The Irish article was written more by way of reassurance to Irish solicitors that the British were not coming to take over their jobs:
‘We believe it is primarily EU competition and trade law practitioners in these firms who have undertaken the administrative process of entering their names on the Roll of Solicitors in Ireland. Their motivation is to maximise their status as EU law practitioners when, in the future, Britain will no longer be a member state. Their future-status concerns relate to such issues as rights of audience in the EU courts and, in particular, the entitlement of their clients to legal privilege in EU investigations.’
In other words, the remarkable rush to Ireland (1,317 solicitors in 2016 and 2017) has taken place not in order to preserve EU-wide practice rights generally, such as the right to establish and offer services in other Member States, but chiefly to preserve rights before the Court of Justice of the European Union (CJEU), and the legal privilege of clients in EU investigations.
I will consider CJEU audience rights and EU privilege separately.
Regarding audience, the right to represent a client before the CJEU operates on a different basis to that of EU practice rights generally. Article 19 of the statute of the CJEU states that ‘Only a lawyer authorised to practise before a court of a Member State or of another State which is a party to the Agreement on the European Economic Area may represent or assist a party before the Court.’
Nationality is not a criterion here, and so it does not matter if the lawyer is an EU or EEA citizen in order to have the right of audience – the lawyer must only have the authority to practise before the court of one of those states.

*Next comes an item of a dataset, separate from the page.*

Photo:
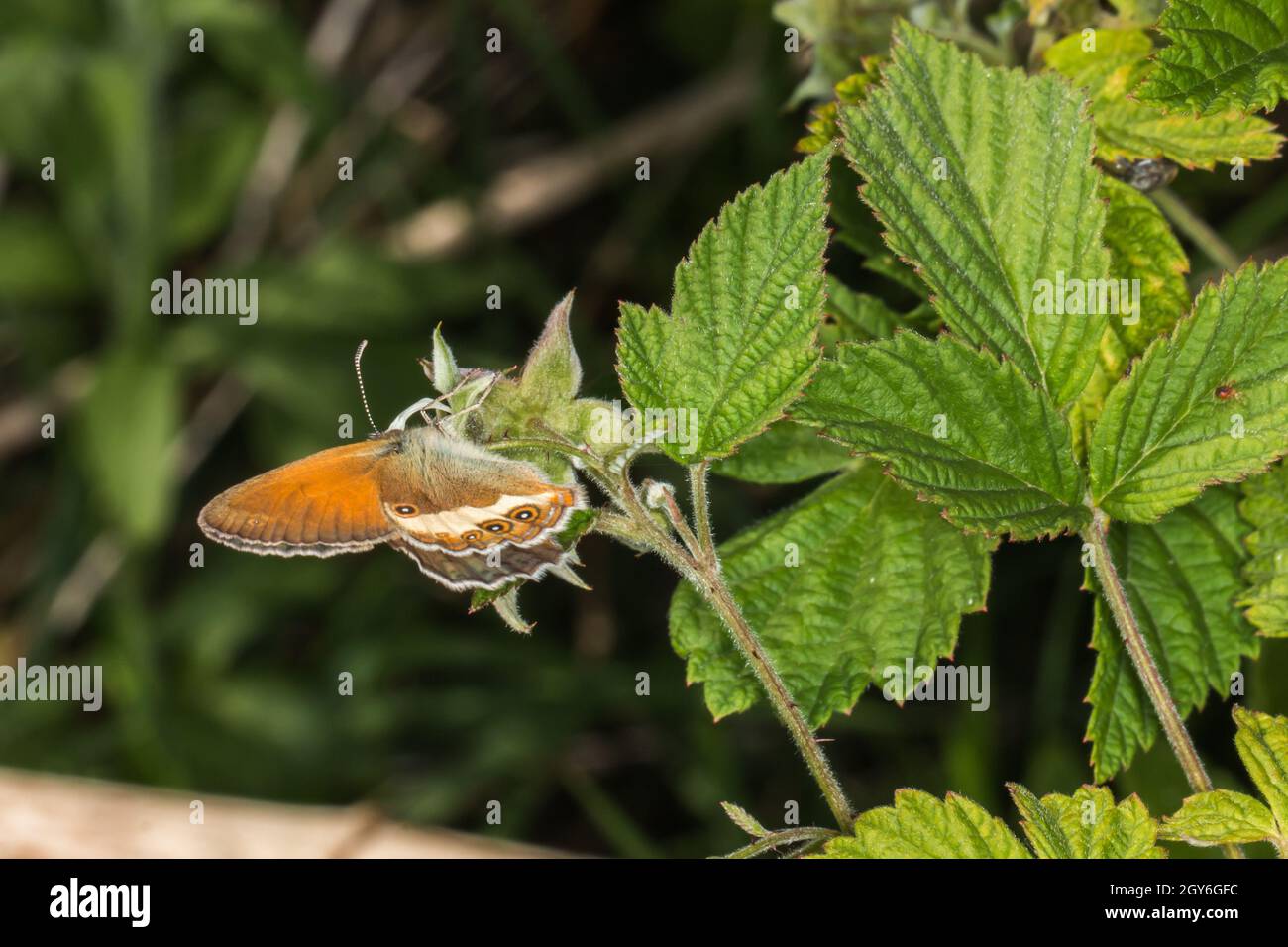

This is in contrast to more general EU rights of practice, which require EU citizenship because they are part of the four freedoms. These rights include the right to establish permanently in another Member State under one’s home title of solicitor, or to offer temporary services across EU borders as a solicitor. An Irish title would not be enough for this – the solicitor is also required to have EU citizenship (which is why US attorneys requalified as English solicitors do not have these rights).
By way of example, an English solicitor who is only a UK citizen will be able (before Brexit) to register easily as an Irish solicitor, and then continue to represent a client before the CJEU after Brexit, whereas that same English solicitor, who has the right now under the terms of the lawyers’ directives to represent a client before any of the national courts of the Member States of the EU, will likely lose those national rights of audience after Brexit.
AM & S laid down two conditions regarding the availability of privilege at EU level for communications with lawyers in EU investigations. The second of those conditions states that the protection afforded by Community law ‘to written communications between lawyer and client must apply without distinction to any lawyer entitled to practise his profession in one of the Member States’.
Again, the same test applies as with rights of audience before the CJEU: the English solicitor after Brexit must be entitled to practise in one of the Member States.
Interestingly, the prime minister’s speech opened up the possibility of the UK continuing to be subject to the CJEU in a range of areas post-Brexit, data protection being one of them. The question then arises as to whether UK lawyers will continue to have the right to represent their UK clients in such cases before the CJEU, whether or not those lawyers have dual qualifications. It would seem strange to exclude them.
The EU’s draft negotiating guidelines on a future trade agreement (FTA), published last week, hold out some hope for legal services to be covered in the final deal, since ‘The FTA should include ambitious provisions on movement of natural persons as well as a framework for the recognition of professional qualifications.’
If so, it seems that the question of future rights of audience, and other practice rights, are still to play for.